Being invited into peoples houses for a meal, for a walk, to just share some time together. Having a conversation over lunch and having the chance to learn more about the family life was very special.

Time moves on and now I am in Cuzco. Ill keep you informed but first impressions are just fantastic. This is going to be good.

(NB: This is a bit late and no photos as the connection here is not so strong. I have plenty of photos on facebook if your interested – Lillian RodriguesPang)


There are times in your life that contain magic, and words cannot transfer the sentiment or heart felt experience to another. This was my experience of Zapatoca. From the moment the transport arrived I knew this trip held something special.

Two artists one assistant, one driver, one old lady, and loads of packages squeezed into a sedan filling the interior, the roof top and the boot. Over the following two hours we left the city limits and embarked on some spectacular mountain passes. I love the way the scenery changes, in particular the dogs.

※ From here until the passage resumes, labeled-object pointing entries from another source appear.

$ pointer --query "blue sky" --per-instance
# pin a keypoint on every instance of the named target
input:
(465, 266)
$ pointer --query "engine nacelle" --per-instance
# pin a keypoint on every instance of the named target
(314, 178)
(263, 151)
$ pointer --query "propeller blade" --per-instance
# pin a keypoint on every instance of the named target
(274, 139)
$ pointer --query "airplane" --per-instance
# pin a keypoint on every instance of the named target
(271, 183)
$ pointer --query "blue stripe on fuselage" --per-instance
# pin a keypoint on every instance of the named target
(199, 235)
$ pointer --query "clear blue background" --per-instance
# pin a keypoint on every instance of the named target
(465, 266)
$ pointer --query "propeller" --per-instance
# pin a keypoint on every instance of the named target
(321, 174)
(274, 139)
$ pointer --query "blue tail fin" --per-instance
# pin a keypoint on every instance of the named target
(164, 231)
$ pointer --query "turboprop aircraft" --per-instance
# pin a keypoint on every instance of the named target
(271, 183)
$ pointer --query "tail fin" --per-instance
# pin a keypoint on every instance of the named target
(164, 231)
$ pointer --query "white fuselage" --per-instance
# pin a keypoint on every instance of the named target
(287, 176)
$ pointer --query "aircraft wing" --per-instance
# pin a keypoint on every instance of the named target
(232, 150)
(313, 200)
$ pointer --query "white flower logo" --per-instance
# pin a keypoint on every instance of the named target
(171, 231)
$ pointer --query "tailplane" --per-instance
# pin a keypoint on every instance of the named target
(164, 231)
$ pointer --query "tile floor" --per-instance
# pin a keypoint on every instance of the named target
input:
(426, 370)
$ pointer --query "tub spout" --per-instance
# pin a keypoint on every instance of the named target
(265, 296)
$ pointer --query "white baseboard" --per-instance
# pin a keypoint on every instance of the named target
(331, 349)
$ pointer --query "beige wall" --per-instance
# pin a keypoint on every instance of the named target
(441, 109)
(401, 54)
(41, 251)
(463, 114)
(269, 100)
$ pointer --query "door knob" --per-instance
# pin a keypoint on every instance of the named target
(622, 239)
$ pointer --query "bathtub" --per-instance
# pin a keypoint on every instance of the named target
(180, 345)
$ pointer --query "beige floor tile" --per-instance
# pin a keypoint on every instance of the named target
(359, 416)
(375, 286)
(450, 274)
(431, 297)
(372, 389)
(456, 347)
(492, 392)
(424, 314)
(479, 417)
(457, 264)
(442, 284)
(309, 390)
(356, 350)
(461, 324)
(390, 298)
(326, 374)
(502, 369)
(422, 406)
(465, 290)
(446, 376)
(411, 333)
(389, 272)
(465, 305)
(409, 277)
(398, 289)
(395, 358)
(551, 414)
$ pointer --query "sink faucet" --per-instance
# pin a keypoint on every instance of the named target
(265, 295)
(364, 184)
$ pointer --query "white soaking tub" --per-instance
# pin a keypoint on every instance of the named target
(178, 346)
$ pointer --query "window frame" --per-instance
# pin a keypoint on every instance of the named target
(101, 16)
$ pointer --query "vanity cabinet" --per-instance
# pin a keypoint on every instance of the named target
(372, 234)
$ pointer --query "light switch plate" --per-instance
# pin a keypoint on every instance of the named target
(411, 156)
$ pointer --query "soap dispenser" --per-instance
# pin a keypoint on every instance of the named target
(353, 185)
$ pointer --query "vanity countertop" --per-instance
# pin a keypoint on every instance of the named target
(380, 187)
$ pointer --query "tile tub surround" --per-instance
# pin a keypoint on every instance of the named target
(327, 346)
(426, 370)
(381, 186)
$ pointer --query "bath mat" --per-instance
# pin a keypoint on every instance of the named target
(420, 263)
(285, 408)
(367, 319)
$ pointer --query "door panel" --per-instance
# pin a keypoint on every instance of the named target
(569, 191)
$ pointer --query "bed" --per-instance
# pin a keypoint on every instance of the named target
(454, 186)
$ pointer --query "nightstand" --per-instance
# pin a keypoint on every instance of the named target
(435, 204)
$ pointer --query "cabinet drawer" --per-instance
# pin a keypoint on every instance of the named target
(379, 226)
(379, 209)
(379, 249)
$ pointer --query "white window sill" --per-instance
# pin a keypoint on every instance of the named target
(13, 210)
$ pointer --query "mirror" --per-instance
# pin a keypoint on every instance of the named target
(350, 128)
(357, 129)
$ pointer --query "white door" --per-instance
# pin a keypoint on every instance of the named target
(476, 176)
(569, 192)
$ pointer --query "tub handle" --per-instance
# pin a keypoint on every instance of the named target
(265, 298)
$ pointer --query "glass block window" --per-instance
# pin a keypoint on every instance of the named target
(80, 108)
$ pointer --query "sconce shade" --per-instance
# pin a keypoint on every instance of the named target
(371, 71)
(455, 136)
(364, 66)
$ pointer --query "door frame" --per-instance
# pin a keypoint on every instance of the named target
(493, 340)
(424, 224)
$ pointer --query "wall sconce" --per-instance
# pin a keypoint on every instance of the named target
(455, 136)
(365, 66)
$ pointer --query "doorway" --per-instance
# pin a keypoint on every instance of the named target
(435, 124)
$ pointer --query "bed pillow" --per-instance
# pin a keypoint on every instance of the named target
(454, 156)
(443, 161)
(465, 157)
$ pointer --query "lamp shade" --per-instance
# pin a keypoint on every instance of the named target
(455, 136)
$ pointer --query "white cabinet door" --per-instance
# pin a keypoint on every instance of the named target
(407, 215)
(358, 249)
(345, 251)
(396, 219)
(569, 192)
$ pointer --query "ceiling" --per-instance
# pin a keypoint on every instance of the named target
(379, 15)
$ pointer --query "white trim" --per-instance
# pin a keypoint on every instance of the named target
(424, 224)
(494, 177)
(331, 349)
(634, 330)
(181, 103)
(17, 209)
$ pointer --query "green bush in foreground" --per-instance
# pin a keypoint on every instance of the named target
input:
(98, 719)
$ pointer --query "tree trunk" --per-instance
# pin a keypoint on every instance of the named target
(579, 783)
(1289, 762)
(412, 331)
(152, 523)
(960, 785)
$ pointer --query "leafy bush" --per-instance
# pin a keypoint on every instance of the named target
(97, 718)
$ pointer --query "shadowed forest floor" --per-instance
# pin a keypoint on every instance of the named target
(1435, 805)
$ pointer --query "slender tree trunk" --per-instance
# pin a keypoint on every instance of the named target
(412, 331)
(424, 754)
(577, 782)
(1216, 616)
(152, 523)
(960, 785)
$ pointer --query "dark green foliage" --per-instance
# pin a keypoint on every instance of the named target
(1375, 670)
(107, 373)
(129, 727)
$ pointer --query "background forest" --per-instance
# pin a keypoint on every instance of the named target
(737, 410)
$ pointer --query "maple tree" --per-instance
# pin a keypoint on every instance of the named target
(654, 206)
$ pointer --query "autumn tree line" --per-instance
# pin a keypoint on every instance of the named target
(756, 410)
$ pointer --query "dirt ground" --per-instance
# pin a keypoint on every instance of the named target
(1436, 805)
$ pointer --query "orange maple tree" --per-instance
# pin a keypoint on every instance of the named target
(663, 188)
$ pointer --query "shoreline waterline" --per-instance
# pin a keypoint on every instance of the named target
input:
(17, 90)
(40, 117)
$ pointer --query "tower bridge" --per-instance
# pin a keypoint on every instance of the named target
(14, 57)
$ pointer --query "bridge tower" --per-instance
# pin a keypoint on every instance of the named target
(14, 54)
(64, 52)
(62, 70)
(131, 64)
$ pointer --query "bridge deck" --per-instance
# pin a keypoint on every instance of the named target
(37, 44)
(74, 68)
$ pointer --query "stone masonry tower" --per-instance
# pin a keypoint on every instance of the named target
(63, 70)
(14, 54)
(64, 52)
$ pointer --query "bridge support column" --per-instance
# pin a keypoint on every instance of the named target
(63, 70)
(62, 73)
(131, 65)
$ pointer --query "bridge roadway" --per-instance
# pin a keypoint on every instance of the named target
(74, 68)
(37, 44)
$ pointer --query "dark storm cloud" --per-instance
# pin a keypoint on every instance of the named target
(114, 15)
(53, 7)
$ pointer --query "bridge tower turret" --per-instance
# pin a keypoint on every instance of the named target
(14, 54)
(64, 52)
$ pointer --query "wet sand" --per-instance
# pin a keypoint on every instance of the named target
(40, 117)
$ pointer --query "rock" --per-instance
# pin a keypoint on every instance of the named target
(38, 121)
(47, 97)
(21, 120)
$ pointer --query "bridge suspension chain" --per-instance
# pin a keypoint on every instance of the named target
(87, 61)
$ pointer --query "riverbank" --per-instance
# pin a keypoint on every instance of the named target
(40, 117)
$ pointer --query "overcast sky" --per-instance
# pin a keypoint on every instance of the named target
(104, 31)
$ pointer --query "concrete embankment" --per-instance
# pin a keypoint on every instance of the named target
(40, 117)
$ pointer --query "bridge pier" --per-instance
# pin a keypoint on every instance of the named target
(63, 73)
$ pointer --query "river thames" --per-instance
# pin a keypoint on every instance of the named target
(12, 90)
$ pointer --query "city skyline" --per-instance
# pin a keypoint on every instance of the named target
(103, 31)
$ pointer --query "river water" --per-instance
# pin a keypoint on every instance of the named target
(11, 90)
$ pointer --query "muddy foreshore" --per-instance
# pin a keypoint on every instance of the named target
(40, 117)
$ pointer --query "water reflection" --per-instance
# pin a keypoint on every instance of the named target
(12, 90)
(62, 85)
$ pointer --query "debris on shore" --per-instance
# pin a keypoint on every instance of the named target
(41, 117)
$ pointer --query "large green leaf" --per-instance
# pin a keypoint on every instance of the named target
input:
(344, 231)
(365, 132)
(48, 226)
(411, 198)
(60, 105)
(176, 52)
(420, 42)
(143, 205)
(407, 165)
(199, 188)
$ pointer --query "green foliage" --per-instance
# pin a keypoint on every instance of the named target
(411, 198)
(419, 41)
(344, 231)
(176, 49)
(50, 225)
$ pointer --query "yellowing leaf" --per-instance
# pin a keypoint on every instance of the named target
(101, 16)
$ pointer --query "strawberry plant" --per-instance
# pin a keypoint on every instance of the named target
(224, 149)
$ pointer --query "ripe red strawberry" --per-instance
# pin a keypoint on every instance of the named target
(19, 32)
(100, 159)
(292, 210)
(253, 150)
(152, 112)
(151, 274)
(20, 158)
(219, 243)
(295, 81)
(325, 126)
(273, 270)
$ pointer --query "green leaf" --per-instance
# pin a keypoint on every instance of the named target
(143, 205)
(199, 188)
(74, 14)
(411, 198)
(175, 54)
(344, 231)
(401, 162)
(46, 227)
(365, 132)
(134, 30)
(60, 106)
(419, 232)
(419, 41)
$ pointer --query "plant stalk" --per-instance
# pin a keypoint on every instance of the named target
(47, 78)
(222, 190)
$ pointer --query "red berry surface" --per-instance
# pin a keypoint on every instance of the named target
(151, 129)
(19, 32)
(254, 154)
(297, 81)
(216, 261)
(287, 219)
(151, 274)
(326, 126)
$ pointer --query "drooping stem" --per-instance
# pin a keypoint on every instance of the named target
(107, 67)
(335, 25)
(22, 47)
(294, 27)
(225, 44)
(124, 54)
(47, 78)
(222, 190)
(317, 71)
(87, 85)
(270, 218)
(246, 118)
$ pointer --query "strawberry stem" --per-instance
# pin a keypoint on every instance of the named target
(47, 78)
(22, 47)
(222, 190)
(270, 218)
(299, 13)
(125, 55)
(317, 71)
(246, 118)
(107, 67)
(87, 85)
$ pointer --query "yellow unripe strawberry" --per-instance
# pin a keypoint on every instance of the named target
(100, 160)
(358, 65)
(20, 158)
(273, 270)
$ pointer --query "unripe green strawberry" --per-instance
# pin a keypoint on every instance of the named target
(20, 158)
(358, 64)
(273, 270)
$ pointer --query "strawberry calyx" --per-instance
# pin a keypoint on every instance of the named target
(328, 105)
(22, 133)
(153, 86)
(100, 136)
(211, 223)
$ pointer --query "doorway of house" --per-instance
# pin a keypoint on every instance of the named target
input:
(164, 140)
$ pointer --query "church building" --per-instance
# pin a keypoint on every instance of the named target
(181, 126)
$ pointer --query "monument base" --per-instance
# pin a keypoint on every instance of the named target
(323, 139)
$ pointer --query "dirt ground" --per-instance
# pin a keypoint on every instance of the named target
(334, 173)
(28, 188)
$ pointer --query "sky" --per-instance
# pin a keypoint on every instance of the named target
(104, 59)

From the pampered pooch in the city, to the household pet who is out on the suburban streets, to the street dog surviving by its whits in the countryside. For me they serve as an allegory for the wealth, density and access of a region.

Bucaramanga is in the Santander province of Colombia. According to Wikipedia it is the fifth largest economy in Colombia, and has the sixth largest population in country, (1,212,656 people in the metro area alone). It has the nickname of the ‘City of Parks” it is very green and it does not feel like a rushed or busy city. On this day we travelled to Zapatoca, which is to the northeast and at altitude.


It was built in the early 17th century by the Spanish conquistadors. It remains preserved by strict building regulations. More so, it remains preserved by the residents pride and tenderness. There are living flowerpots on the external walls of the houses and shops. The town is clean beyond belief. The church is spectacular with carved wooden doors and holding a position of pride at the top of a hill and in front of the central square where everyone congregates.


Most striking is the warmth of the people. All the people. I have to say that this show was performed to some of the sweetest teenagers I have ever met. Ofcourse some came to see the curious foreigner, to help, to be close, others hung back. When it came to participating, sharing and enjoying stories all were in it together – teens, parents and children. They stayed back to talk, to touch the puppets and to spend time. They laughed, hugged and joked freely and made me feel relaxed and happy to be here. At the end of my time here my only thought was; “This is a place I could live.”


There are numerous little towns in this world and I feel privileged to have visited this one as a storyteller, to be received with warmth and to be continuing my adventures.